We gratefully acknowledge the use of LasR inhibitor dataset (ChEMBL1075207) from the ChEMBL database, which was an invaluable resource for our virtual screening efforts. We are thankful to the Waikato Environment for Knowledge Analysis for their valuable free software for our data analysis and predictive modeling. We also thank Enamine Ltd. for granting us access to their Advanced Collection to support our research. We thank Open Babel (version 2.4.0) for its crucial contribution to the preparation and processing of molecular structures in our research. Additionally, we appreciate Swinburne Supercomputing OzSTAR Facility for providing access to their facilities and the AMBER MD package (version 22) for our molecular dynamics simulations. We are grateful to OpenEye Scientific Software (Sante FE, NM) for providing free access to their ROCS, EON and OMEGA software for academic use, and to Chemaxon for providing a research license to use MarvinSketch in drawing and preparing chemical structures. Finally, we would like to express our gratitude to Dr Taufiq Rahman from University of Cambridge for allowing the usage of the GOLD docking software from his laboratory.

Disclosure statement

No potential conflict of interest was reported by the author(s).

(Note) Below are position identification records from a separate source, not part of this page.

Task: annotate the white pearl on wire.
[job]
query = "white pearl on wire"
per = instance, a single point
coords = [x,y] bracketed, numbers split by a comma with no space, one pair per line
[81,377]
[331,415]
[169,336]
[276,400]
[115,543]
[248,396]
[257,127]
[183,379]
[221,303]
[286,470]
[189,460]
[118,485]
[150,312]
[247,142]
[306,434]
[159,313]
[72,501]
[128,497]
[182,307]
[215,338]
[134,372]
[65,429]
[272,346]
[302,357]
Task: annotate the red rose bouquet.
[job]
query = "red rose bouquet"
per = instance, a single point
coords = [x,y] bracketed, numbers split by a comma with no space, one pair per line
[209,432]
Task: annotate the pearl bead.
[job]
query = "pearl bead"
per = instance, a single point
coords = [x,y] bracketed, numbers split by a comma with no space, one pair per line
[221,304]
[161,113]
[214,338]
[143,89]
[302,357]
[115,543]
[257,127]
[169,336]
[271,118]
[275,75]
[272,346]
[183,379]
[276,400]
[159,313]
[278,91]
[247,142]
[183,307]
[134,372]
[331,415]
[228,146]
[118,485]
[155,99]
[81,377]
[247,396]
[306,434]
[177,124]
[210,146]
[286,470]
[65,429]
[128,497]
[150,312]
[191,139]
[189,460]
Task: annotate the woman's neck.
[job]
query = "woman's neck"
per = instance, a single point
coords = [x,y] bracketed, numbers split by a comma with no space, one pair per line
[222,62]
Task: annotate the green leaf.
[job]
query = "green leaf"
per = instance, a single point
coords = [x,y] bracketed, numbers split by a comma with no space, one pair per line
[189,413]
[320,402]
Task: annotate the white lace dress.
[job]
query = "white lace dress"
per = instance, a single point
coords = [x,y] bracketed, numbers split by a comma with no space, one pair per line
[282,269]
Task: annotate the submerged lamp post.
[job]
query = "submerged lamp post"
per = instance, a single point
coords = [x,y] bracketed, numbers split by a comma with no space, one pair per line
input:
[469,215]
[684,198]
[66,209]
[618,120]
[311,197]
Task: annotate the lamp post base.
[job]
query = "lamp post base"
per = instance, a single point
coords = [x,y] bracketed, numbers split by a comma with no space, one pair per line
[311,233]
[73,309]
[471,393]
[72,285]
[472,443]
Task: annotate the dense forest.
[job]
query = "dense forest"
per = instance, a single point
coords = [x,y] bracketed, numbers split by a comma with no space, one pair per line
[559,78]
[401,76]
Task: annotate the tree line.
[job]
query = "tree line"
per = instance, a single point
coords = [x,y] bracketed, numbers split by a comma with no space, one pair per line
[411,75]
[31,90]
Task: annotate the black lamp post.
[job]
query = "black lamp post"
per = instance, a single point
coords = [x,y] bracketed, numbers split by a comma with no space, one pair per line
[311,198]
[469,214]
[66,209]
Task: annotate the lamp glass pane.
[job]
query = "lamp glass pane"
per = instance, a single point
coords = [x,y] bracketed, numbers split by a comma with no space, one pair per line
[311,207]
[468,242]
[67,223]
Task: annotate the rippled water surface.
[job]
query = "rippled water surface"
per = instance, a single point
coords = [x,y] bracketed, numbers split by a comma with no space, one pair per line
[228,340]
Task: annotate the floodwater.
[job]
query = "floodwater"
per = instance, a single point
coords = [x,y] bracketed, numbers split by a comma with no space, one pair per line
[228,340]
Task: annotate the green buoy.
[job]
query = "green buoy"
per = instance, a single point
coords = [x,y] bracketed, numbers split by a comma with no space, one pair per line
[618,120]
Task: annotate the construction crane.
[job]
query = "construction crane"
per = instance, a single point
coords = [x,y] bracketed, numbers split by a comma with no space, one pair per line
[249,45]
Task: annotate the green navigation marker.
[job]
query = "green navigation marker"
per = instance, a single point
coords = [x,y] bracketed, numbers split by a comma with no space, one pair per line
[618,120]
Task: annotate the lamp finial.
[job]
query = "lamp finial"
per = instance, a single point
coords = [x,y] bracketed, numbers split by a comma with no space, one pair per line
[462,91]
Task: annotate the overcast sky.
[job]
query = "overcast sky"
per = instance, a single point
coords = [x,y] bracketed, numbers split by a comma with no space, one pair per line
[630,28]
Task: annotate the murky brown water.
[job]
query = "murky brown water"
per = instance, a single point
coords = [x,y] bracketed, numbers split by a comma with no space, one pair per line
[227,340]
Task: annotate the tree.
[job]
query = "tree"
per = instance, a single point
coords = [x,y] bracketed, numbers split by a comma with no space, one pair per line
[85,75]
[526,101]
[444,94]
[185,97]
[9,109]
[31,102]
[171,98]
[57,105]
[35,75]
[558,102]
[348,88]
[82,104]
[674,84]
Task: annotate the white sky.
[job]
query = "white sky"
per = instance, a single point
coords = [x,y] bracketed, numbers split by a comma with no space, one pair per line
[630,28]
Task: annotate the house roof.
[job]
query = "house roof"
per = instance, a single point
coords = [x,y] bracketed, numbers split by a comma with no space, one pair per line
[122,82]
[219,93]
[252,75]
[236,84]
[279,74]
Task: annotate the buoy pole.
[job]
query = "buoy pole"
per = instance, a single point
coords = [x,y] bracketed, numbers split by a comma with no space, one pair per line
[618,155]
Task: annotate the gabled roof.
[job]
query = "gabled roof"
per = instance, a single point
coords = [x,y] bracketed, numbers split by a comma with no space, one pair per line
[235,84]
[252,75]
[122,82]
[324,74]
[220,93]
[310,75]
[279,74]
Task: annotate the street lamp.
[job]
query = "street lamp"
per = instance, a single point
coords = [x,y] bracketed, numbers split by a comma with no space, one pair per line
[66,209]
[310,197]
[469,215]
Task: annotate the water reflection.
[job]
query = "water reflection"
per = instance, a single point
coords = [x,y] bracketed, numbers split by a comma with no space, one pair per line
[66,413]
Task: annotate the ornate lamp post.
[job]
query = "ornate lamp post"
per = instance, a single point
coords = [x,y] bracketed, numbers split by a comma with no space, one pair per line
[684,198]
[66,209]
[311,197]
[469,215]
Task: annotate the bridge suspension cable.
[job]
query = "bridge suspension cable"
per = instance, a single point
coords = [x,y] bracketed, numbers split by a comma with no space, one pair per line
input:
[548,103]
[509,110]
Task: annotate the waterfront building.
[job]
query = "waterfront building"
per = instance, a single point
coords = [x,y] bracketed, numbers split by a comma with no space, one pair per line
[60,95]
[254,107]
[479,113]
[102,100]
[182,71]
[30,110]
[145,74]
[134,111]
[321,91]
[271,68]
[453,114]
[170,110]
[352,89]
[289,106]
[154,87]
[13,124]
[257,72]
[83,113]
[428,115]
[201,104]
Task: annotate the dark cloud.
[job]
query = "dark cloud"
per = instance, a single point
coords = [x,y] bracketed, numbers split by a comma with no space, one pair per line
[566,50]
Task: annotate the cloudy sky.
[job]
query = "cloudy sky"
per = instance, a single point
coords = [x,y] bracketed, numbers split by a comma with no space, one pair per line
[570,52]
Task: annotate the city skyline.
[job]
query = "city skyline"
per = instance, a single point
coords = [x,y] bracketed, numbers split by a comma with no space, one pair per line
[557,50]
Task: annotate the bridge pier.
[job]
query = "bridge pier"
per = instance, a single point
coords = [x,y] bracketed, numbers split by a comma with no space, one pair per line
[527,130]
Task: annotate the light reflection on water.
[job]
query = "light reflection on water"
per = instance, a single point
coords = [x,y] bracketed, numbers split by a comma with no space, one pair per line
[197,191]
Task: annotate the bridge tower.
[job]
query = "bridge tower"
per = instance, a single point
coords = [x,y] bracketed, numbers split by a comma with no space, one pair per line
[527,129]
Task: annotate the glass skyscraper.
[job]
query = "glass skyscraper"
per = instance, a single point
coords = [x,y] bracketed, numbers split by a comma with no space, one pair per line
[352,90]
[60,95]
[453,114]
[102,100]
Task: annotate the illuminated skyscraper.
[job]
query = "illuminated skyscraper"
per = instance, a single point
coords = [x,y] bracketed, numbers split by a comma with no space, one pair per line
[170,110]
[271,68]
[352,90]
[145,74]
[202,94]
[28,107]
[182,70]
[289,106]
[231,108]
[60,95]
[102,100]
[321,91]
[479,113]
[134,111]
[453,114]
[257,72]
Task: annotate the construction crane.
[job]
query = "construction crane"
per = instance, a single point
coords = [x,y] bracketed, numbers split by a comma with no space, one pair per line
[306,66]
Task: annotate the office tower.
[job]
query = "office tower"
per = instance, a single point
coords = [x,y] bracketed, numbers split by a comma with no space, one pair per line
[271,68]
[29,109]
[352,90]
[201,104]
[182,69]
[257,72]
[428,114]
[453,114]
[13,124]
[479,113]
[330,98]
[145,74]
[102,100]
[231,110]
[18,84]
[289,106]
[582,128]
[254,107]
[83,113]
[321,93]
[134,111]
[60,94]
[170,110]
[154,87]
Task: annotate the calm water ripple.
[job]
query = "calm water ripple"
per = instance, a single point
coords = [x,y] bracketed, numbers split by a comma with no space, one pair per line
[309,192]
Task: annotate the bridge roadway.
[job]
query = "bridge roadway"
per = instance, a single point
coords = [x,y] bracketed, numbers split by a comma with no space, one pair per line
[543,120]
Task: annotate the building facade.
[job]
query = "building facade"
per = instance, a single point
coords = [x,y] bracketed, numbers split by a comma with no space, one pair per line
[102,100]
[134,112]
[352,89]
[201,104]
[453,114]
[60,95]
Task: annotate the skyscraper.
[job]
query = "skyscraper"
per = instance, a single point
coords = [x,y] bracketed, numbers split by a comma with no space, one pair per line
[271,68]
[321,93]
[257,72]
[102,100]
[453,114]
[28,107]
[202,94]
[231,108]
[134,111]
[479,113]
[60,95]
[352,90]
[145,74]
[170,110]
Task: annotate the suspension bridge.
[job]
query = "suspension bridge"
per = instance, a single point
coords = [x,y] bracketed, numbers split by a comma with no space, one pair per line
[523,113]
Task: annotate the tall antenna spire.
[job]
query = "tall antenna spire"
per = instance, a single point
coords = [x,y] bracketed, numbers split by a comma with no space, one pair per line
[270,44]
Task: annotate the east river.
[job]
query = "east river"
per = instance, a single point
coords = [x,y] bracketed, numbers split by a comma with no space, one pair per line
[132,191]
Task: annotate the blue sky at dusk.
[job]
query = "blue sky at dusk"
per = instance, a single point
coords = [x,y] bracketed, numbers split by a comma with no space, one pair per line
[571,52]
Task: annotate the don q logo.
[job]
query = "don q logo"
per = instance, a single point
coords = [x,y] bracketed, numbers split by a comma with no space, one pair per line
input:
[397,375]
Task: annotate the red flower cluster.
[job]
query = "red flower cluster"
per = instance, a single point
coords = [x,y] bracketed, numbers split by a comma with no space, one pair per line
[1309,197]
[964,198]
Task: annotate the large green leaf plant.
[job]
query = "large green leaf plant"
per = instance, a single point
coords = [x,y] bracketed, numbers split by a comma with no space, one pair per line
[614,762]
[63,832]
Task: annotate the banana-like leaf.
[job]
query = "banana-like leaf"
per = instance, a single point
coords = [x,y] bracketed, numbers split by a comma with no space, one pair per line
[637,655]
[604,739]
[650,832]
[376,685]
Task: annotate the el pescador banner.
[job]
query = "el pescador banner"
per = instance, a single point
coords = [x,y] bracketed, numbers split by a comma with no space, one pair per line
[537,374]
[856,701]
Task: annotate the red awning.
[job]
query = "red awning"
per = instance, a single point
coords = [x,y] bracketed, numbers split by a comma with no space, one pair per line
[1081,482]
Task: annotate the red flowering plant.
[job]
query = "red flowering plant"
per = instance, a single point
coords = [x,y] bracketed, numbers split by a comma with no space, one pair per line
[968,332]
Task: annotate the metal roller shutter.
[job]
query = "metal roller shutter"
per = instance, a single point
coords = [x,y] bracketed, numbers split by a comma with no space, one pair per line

Data availability statement

The data that support the findings of this study are available from the corresponding author, X.C., upon reasonable request.

Supplementary material

Supplemental data for this article can be accessed online at https://doi.org/10.1080/21655979.2023.2243416

Additional information

Funding

This research had no external funding.